平成19年10月30日
思春期は大人への脱皮の時期。この時こそ親の真価が問われます。親としてどのようなコミュニケーションが必要かを、具体的な事例を通して考えてみたいと思います。今回は中学2年生のA子ちゃんとそのお母さんのBさんの事例です。
A子ちゃんが「お母さんお願いがあるの。」と話しかけてきました。「何なの?」と尋ねると、A子ちゃんは「化粧品を買ってほしいんだけど」と切り出しました。やっぱり!Bさんは「いくらなの?」ときくと、A子ちゃんは「5千円」と答えました。

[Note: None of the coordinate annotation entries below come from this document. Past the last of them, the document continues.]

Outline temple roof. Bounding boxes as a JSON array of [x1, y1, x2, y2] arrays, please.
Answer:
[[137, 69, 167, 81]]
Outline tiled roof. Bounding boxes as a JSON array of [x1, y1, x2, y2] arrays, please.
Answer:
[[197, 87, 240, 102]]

Bさん自身は安い化粧品で我慢しています。子どもにはそんな高い化粧品は必要ないと思いました。すぐにダメと言っても言うことをきかないだろうから「考えとく」と言って、買い気にはやる気持ちを冷ますことにしました。
すると、A子ちゃんが急に怒り出したのです。「もう、いい!お母さんはいつもそうなんだから。」と言い放ち、ドアをバタンと締めて自分の部屋に行ってしまいました。Bさんもその態度に腹が立ちました。

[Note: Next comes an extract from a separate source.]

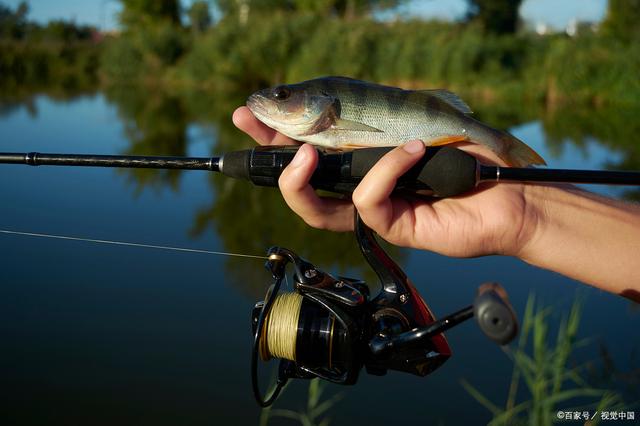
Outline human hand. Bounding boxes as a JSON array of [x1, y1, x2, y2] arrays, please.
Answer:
[[233, 107, 539, 257]]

少しして冷静になったBさんはA子ちゃんに尋ねてみました。「あの時どうして怒ったの?」と。するとA子ちゃんは「お母さんは、いつも『いくらなの?』とだけしか言わないじゃない。どうしてって『なぜ?』ってきいてくれないの?お母さんは私のことよりお金のことが心配なんだ、そう思って寂しくなって・・・。」と本心を話してくれました。

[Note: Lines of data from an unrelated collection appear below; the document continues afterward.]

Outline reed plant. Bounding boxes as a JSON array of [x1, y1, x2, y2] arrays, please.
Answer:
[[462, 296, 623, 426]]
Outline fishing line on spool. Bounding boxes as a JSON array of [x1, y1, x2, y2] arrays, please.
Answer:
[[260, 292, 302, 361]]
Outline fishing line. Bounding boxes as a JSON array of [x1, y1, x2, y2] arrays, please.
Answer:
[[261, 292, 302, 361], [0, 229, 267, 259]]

Bさんは家計を預かっている立場からついつい高いか安いかを先に考えるようになっていた自分に気が付いたそうです。日常の忙しさの中で、“本当に大切なもの”を忘れて、親子のコミュニケーションが表面的になってしまった典型です。
A子ちゃんが化粧品を欲しいと言ったのは、ある店でもらった化粧品のサンプルを顔につけたらニキビが治ったからです。そういうことが分かったならBさんも、「他にもニキビに効くのがあるかも知れないから、お母さんも探してみるね。」という会話の展開も考えられたかも知れません。“本当に大切なもの”は何?時々、意識してみたいですね。